In general, CO effect modeled for incoherent light shows much less depressed central maxima, and nearly identical reduction in its width. In incoherent light, only two CO values are evaluated, because the effect is still negligible at 0.3D CO, and because it is somewhat informal graphic routine meant only illustrate magnitude of the effect, not to give exact values. If the CO energy energy in incoherent light is directly deducted, the effect is even smaller. But it is assumed as more likely that energy interferes as the amplitudes do, so that the energy in the first bright ring, for example, is of opposite phase to that in the central maxima, and that combines constructively (i.e. adds up) with the (missing) energy from the CO area corresponding to this section of pattern radius. Central maxima values in the table are accurate for the peak, radius and FWHM (as well as for the 2nd maxima relative peak vs. that of the central maxima), and only roughly estimated for the encircled energy, since no raytracing software uses the incoherent light modality in any form.

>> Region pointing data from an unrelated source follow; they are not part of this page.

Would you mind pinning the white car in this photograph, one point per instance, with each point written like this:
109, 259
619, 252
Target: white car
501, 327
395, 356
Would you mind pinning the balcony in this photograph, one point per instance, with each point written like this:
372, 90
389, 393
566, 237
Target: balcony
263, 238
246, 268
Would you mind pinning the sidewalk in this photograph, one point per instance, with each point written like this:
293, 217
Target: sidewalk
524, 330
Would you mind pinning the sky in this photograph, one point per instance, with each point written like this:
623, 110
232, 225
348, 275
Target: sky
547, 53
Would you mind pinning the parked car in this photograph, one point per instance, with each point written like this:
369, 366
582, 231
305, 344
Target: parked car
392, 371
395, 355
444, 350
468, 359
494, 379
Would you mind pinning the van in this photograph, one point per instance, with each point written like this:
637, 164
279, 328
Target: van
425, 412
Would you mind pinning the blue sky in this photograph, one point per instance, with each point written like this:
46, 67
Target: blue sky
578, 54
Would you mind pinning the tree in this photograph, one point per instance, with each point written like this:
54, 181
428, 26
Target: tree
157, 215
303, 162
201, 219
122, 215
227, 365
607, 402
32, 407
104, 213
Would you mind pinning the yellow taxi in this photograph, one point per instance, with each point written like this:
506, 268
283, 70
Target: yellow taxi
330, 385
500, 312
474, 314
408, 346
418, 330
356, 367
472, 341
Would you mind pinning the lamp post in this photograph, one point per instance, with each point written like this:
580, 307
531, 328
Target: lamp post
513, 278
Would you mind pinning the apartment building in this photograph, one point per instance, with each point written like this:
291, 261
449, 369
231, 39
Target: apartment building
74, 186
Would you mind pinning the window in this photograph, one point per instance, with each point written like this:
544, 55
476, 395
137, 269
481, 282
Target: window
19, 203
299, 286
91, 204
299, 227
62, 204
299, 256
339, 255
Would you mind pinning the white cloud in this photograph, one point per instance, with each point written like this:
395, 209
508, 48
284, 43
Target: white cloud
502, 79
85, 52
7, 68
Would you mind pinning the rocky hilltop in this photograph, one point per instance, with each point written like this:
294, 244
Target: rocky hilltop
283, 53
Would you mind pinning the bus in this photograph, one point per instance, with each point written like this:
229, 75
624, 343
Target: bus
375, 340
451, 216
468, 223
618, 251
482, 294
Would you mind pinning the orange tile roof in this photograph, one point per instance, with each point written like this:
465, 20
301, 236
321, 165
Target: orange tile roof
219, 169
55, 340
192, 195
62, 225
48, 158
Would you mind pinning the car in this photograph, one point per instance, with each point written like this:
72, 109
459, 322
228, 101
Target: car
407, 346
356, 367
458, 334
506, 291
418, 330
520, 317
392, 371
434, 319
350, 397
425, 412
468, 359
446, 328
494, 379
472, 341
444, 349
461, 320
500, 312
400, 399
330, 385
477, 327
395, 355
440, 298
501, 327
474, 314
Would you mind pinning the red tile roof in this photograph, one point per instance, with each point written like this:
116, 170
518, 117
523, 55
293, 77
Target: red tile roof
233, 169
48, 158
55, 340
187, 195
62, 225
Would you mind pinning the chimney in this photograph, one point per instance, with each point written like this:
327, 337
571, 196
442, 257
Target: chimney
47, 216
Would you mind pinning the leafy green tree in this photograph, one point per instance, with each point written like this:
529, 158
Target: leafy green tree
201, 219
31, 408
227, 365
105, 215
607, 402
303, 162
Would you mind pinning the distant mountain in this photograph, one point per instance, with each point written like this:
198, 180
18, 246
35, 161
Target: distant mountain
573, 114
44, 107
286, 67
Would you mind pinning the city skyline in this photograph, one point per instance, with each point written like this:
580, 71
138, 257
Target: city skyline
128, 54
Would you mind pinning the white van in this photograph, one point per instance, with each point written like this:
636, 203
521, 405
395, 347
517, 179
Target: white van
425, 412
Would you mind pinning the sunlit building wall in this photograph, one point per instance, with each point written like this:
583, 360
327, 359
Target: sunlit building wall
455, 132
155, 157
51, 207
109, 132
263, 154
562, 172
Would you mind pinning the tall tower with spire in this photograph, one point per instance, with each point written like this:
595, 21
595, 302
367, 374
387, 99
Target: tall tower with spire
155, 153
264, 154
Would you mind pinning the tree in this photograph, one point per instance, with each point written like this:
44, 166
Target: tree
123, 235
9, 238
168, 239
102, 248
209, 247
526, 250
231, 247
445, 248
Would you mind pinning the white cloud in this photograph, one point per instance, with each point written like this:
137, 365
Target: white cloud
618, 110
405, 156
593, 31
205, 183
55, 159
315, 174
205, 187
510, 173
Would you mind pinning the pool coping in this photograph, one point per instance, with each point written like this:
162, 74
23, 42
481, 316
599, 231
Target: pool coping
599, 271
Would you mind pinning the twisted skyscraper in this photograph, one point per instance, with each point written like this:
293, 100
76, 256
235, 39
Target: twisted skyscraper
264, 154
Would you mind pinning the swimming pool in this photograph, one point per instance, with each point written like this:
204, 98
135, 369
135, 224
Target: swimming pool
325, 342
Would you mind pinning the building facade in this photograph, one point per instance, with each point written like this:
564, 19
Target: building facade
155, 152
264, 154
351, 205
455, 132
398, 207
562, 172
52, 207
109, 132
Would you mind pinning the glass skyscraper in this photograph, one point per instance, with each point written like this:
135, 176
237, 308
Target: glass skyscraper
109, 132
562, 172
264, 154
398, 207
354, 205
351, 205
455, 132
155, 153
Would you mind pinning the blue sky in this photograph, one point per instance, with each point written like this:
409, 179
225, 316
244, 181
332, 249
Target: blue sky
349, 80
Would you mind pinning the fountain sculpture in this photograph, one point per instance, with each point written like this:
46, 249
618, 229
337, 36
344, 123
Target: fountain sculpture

For the actual brightness of the 1st bright ring is not relevant its height in obstructed vs. clear aperture, shown on the graph. It is its height relative to the peak of central maxima, given in the last column at right. It shows much less of brightening in incoherent light: at D/2 CO, the 1st bright ring is as bright as at D/5 CO in coherent light. This, however, is only one side. It is more important how much energy the ring contains, i.e. its brightness combined with its width. In this respect, D/2 CO in incoherent light is closer to 0.3D CO in coherent light. Still significantly less of an effect, although graphs indicate that larger obstructions in incoherent light might have relatively more energy transferred beyond the first few bright rings.

The difference in FWHM for the range of obstructions is small in coherent, and negligible in incoherent light, indicating no appreciable difference in the resolution limit for near-equally bright stars. The energy ratio for the central maxima indicates the amount of energy lost to the rings, and can be looked at as a Strehl-like number for the left half of MTF graph, which covers most of the observable details, including resolvable low-contrast planetary detail. Here too the effect of CO is significantly smaller in incoherent light, with as large as D/2 CO losing only about 20% of the energy from the central maxima (hence qualifying as "diffraction limited").

The actual light from astronomical objects is neither incoherent, nor coherent. It is generally closer to incoherent (partially incoherent), so the actual CO effect would be, correspondingly, closer to that indicated by the incoherent model. While this modeling for the effect of central obstruction in incoherent light is, as already mentioned, informal and approximate, it can be assumed that it is significantly smaller than in coherent light, simply because taking out energy originating from the obstruction area directly has significantly less of an effect than taking out the corresponding wave amplitude in coherent light.